There's a real back-to-basics feel around Elvis Costello right now. Having eschewed the more artful alleyways the last decade or so has led him down for his acclaimed new studio album When I Was Cruel, his fans are now reaping the rewards of this return to form in his concert performance.
It’s not that his various side-projects, collaborative efforts or tendencies towards AOR balladry have been bad, far from it, it’s just that what the man does best is rock, and rock royally.
The most obvious thing about last night’s show is that Costello clearly maintains incredible passion and belief in what he is doing. His reputation as a moody, difficult artiste may well hold true for the media but when it comes to his fans he gives it his all — and a good deal more than is required of him.
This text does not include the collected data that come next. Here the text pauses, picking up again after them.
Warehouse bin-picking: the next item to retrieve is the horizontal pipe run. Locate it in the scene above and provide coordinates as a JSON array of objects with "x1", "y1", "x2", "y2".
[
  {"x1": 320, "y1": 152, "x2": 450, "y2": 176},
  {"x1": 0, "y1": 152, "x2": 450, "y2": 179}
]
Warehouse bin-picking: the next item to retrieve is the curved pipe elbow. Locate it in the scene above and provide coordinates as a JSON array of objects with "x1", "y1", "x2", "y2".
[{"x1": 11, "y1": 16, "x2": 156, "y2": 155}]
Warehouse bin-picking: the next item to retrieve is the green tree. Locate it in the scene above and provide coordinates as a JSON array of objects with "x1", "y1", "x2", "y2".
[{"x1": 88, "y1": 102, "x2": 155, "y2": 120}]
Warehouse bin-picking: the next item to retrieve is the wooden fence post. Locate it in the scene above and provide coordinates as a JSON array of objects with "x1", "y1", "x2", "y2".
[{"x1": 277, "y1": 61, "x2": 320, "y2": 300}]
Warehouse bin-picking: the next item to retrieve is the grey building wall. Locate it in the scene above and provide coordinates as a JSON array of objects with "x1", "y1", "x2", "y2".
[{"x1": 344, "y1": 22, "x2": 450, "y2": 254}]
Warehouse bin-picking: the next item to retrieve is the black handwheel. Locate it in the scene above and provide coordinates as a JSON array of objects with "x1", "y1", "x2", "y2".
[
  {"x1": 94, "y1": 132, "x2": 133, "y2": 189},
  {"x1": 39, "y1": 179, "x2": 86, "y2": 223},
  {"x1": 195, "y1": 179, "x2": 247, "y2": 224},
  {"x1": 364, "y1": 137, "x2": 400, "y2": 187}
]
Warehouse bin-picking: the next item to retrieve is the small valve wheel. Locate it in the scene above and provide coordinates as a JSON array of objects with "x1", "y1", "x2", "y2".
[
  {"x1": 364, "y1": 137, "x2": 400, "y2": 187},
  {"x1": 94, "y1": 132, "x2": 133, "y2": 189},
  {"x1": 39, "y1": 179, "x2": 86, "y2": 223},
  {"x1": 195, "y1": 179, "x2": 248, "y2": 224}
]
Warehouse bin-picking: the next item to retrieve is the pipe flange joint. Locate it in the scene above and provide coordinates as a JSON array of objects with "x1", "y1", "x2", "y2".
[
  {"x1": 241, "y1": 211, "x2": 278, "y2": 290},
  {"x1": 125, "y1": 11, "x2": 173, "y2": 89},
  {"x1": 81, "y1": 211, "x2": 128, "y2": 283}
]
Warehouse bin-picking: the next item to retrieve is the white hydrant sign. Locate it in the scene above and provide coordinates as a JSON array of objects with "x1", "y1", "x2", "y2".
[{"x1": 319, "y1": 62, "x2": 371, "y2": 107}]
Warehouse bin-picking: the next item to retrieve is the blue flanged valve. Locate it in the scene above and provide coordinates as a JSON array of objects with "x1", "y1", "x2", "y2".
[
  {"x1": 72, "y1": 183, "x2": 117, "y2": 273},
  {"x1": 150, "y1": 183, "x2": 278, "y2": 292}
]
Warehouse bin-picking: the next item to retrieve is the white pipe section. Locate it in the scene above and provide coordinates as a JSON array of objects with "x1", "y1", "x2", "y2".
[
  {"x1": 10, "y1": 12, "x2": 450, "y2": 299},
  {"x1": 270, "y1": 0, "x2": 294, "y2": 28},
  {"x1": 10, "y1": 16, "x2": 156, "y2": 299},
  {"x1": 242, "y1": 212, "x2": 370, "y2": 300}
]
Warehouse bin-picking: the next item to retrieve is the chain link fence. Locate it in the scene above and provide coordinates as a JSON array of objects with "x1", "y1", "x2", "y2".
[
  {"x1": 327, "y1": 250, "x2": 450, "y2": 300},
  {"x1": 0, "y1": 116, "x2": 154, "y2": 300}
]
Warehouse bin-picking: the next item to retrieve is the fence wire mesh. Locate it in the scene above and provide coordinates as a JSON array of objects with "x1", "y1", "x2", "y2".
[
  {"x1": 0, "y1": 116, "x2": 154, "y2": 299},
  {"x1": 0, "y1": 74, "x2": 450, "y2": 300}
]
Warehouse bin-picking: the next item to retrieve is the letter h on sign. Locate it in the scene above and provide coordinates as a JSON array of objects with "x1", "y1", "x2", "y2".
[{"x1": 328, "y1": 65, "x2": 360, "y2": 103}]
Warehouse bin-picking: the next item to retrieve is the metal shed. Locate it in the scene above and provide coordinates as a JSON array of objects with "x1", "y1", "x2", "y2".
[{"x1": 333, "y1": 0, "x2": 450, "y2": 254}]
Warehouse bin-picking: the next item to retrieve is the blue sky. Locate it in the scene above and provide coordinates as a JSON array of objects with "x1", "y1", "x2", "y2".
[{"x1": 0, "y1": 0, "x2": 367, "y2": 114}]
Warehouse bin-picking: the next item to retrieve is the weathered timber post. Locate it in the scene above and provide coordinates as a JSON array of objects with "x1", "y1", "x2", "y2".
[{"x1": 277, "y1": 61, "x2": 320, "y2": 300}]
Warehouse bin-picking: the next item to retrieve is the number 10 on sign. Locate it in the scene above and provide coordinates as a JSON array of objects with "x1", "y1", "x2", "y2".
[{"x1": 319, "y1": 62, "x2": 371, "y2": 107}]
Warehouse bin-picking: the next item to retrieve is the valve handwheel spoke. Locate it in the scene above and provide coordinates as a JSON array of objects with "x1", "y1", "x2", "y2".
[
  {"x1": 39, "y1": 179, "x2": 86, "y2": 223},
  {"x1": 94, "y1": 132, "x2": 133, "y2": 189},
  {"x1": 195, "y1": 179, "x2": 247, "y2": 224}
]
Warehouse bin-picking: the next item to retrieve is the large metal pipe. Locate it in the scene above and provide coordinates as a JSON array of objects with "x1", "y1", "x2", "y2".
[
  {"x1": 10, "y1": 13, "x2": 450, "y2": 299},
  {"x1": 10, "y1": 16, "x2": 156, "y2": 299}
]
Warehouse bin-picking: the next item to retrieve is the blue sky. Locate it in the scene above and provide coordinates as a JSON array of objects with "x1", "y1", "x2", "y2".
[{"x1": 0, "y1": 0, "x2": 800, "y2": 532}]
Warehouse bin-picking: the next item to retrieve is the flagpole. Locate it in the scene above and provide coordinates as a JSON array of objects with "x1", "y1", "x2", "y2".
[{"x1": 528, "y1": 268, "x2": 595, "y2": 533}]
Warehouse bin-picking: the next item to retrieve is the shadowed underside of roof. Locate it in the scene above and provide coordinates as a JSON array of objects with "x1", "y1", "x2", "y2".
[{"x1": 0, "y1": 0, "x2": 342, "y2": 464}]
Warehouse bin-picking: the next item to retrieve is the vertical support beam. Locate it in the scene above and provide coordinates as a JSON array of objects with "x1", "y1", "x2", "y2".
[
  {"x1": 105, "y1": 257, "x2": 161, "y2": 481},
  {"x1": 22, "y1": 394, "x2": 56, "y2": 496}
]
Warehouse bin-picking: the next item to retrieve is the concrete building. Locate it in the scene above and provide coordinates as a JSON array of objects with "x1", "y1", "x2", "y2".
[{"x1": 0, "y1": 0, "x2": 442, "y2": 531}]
The tried and tested favourites are predictably great, but it is the numbers from When I Was Cruel that reaffirm Costello’s continued relevance to the modern music. The bitter lyrics and spiky guitar playing of "Spooky Girlfriend," the sinister sonic experimentation of the chilling title track, the hard-rocking 15 Petals, and the anthemic "Alibi" are all evidence of a songwriter truly on top of his game.
Surrounding the Elvis 02 Comeback Special is the live greatest hits package which the majority of the crowd have come to hear. With accompaniment from original Attractions Steve Nieve and Pete Thomas, as well as bass replacement Davey Farragher, that greatest hits package is blasted through with a fervent exuberance hamming home the brilliance Costello has consistently created over the last quarter century.
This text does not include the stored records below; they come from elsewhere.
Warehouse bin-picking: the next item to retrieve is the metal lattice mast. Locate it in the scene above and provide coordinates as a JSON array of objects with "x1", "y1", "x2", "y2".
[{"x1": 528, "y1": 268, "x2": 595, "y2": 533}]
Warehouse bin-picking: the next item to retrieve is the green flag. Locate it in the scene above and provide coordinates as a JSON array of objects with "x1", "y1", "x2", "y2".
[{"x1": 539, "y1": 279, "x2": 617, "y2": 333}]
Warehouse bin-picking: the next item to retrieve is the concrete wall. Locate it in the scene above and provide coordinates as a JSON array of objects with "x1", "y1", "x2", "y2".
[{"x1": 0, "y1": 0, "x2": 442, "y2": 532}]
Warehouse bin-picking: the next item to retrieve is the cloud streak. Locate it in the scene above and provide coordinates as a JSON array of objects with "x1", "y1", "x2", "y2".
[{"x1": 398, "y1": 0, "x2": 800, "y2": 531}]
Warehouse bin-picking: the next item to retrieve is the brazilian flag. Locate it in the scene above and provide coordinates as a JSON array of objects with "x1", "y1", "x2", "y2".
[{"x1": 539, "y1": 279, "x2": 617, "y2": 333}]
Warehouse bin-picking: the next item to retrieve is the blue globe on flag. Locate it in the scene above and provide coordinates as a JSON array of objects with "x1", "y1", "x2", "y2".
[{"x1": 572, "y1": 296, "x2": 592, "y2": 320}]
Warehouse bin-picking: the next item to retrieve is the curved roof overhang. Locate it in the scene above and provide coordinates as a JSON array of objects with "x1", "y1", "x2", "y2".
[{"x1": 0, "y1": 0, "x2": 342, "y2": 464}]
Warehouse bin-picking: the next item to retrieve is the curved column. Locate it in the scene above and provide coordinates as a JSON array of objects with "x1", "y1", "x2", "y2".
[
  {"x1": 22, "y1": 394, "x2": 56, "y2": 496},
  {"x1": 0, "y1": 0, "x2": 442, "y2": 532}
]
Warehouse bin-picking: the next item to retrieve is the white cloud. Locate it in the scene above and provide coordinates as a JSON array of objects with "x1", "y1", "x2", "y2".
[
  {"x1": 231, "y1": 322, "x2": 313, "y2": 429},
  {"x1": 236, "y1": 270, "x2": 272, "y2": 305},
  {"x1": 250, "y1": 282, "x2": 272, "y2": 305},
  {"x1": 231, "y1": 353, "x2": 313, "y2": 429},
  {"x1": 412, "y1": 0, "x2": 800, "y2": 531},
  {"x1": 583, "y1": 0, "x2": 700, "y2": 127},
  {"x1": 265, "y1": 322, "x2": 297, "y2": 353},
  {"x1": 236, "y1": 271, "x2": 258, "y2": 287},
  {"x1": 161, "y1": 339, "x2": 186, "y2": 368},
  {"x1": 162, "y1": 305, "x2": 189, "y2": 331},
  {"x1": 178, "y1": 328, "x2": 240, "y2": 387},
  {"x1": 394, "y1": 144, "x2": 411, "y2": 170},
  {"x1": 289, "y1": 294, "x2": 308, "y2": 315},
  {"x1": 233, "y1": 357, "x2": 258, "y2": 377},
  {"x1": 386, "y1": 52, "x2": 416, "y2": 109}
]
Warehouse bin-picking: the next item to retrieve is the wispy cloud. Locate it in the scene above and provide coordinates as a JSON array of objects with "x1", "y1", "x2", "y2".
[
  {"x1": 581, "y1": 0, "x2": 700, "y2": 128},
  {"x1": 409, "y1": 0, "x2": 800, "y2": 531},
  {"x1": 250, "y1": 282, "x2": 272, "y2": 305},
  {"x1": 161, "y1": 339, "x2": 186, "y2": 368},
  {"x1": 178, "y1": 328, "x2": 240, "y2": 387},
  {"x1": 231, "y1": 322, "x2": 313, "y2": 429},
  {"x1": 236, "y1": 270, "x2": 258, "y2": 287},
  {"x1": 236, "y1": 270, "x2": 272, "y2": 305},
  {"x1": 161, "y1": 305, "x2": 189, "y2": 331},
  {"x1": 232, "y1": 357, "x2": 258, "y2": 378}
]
"Watching The Detectives," "Shipbuilding," "Good Year For The Roses," "Oliver’s Army" and of course "Alison" are all simply untouchable specimens of perfect pop music.
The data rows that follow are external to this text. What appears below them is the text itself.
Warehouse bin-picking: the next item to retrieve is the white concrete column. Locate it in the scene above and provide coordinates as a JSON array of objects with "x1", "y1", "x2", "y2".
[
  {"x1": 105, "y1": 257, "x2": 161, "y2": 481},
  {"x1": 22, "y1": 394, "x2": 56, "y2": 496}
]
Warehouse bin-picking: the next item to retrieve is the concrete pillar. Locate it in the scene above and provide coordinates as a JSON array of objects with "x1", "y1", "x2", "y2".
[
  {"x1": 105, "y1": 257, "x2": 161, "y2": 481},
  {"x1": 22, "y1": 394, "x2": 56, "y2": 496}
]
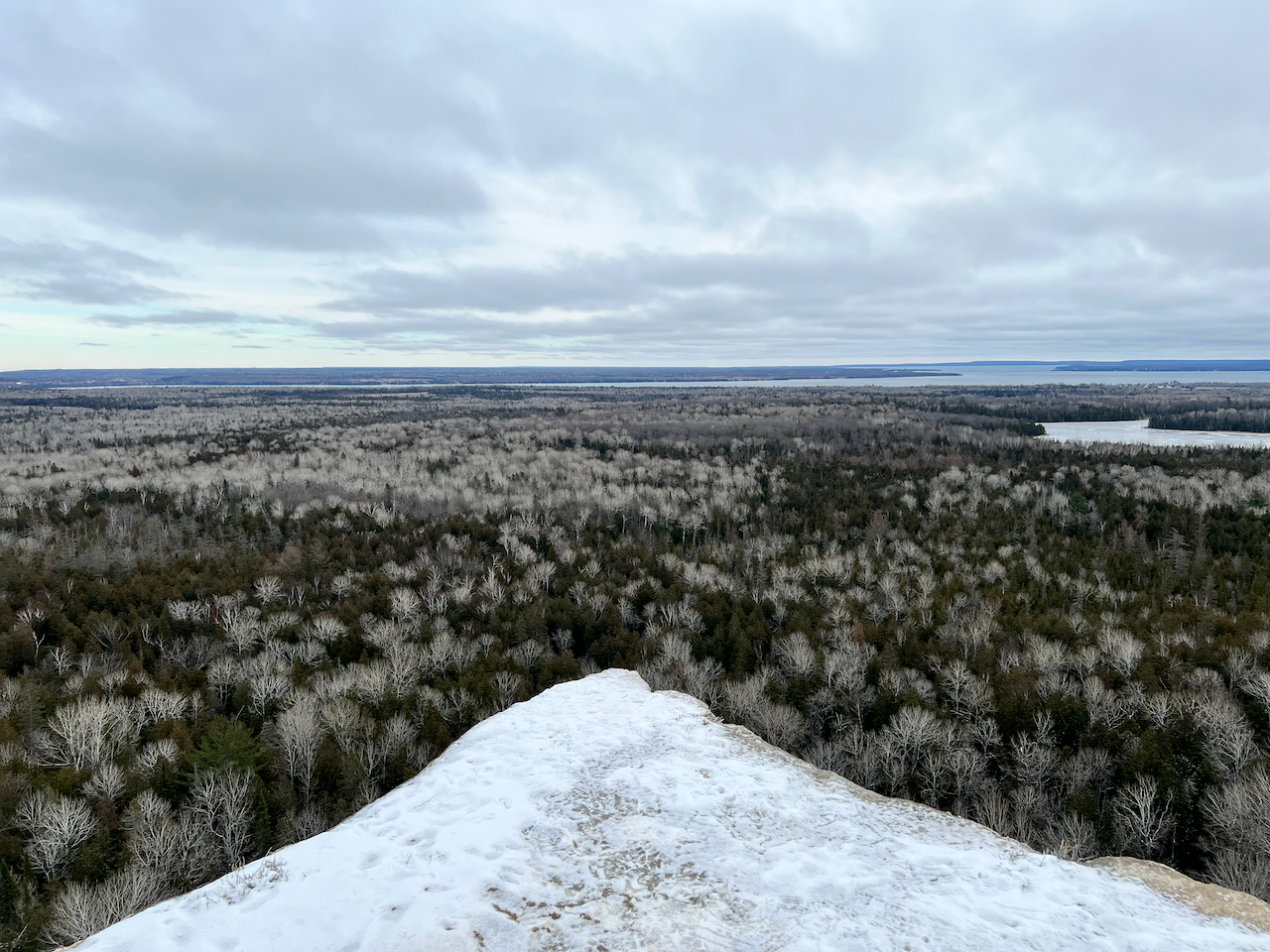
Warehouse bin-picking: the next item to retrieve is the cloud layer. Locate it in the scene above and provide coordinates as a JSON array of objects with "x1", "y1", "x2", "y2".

Not one but two encores later everyone leaves the venue delighted, not least by the looks of it the main Attraction himself. Costello is in an enviable position where he firmly resides as a fixture of the musical establishment, yet at the same time staunchly remaining on the outside looking in with a cynical sneer.
He’s come a long way since the frustration, tenderness and punky attitude of My Aim Is True and, weirdly, come full circle right back to where he started from, albeit now residing as one of rock’s most talented, versatile and respected statesmen. A pretty striking return to form.